Und so fährt er fort: Der ganze politische Klassenkampf dreht sich um den Staat; der nun unterschieden werden müsse in Staatsapparat und Staatsmacht, dessen Verteidigung oder Eroberung das Ziel des politischen Klassenkampfes darstellt (118). Zudem kann der Staatsapparat weiter unterschieden werden in den repressiven Staatsapparat und die ideologischen Staatsapparate (ISA), womit er zum Kern seiner Ausführungen kommt (119). Für die ideologischen Staatsapparate wird von Althusser eine empirische Liste vorgeschlagen: religiöse (Kirchen); schulische (Bildungsinstitutionen); familiäre; juristische; politische (politisches System inklusive Parteien); gewerkschaftliche (was auch Berufs- und Unternehmerverbände mit einschließt); Information (Presse, Radio, Fernsehen etc.); kulturelle (Literatur, Kunst, Sport usw.) (119-120).

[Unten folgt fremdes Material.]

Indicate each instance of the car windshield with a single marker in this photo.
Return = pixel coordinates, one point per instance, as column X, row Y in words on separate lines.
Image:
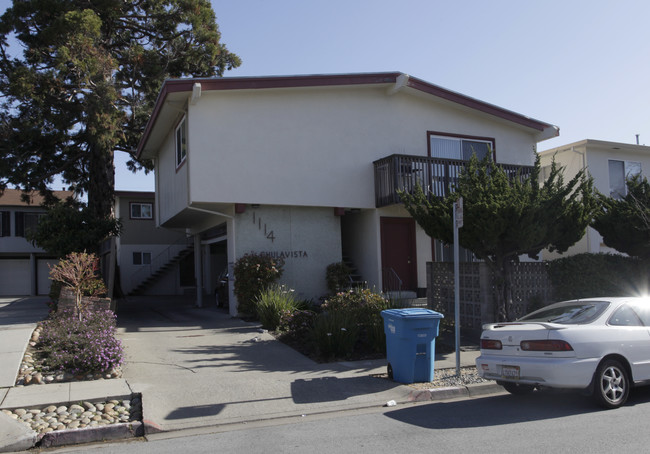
column 572, row 313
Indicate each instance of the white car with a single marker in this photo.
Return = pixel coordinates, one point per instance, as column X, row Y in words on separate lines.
column 600, row 345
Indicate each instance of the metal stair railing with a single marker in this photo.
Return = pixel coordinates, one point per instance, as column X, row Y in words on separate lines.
column 159, row 261
column 391, row 281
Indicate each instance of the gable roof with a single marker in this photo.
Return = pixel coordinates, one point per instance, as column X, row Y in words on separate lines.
column 397, row 80
column 13, row 197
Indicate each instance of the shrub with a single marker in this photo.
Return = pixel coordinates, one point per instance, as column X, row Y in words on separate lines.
column 254, row 273
column 337, row 276
column 77, row 271
column 272, row 302
column 81, row 344
column 297, row 325
column 364, row 307
column 335, row 335
column 594, row 275
column 360, row 303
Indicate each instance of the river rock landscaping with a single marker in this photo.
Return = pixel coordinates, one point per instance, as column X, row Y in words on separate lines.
column 78, row 416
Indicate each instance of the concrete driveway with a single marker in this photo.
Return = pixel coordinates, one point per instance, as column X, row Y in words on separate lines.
column 201, row 367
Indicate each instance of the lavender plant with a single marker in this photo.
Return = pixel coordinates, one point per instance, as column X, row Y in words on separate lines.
column 80, row 345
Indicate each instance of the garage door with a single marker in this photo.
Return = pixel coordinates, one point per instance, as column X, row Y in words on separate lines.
column 43, row 273
column 15, row 278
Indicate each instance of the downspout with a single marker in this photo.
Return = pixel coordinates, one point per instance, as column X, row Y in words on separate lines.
column 583, row 154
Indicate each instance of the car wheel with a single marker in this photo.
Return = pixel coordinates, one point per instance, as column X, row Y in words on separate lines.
column 611, row 384
column 516, row 388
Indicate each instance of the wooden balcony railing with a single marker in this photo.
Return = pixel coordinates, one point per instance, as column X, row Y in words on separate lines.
column 436, row 176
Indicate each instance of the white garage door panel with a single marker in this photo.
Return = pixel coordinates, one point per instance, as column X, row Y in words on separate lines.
column 14, row 277
column 44, row 276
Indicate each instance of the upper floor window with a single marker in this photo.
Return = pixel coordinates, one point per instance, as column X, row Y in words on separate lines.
column 142, row 258
column 5, row 224
column 26, row 221
column 457, row 147
column 141, row 210
column 619, row 173
column 181, row 142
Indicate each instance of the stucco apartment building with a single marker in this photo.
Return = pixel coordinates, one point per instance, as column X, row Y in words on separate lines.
column 23, row 266
column 307, row 168
column 610, row 164
column 151, row 260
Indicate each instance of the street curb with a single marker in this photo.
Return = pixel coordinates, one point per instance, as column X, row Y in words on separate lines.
column 93, row 434
column 23, row 438
column 435, row 394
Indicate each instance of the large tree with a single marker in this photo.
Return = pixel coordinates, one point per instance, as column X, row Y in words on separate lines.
column 86, row 81
column 624, row 223
column 507, row 216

Die ISA unterscheiden sich vom repressiven Staatsapparat zunächst darin, dass es nur einen (repressiven) Staatsapparat gibt, der zum öffentlichen Sektor gehört; jedoch eine Vielzahl von ideologischen Staatsapparaten, die größtenteils dem privaten Sektor zugerechnet werden können. Mit Bezug auf Gramsci weist Althusser darauf hin, dass trotzdem von ideologischen Staatsapparaten gesprochen werden kann, da die Unterscheidung zwischen dem Öffentlichen und dem Privaten dem bürgerlichen Recht innewohne, und überall gelte, wo dieses seine Macht ausübe. Der Staat hingegen stehe über diesem Recht und sei vielmehr die Bedingung dieser Unterscheidung. Und so können auch private Institutionen als ideologische Staatsapparate ‚funktionieren‘ (120). Der grundlegende Unterschied liegt jedoch in der Funktionsweise: denn der repressive Staatsapparat funktioniert auf Grundlage der Gewalt, die ISA auf Grundlage der Ideologie; wobei sie jeweils auch Anteile des anderen enthalten können (121). Die Einheit der angeblich disparaten ISA wird durch ihre Funktionsweise hergestellt, da sie alle auf Grundlage der herrschenden Ideologie funktionieren. Dazu formuliert Althusser die These, dass „keine herrschende Klasse dauerhaft die Staatsmacht innehaben [kann], ohne gleichzeitig ihre Hegemonie über und in den Ideologischen Staatsapparaten auszuüben“ (122, Herv. i. O.). Die ISA sind damit nicht nur Einsatz, sondern auch Ort des Klassenkampfes (122).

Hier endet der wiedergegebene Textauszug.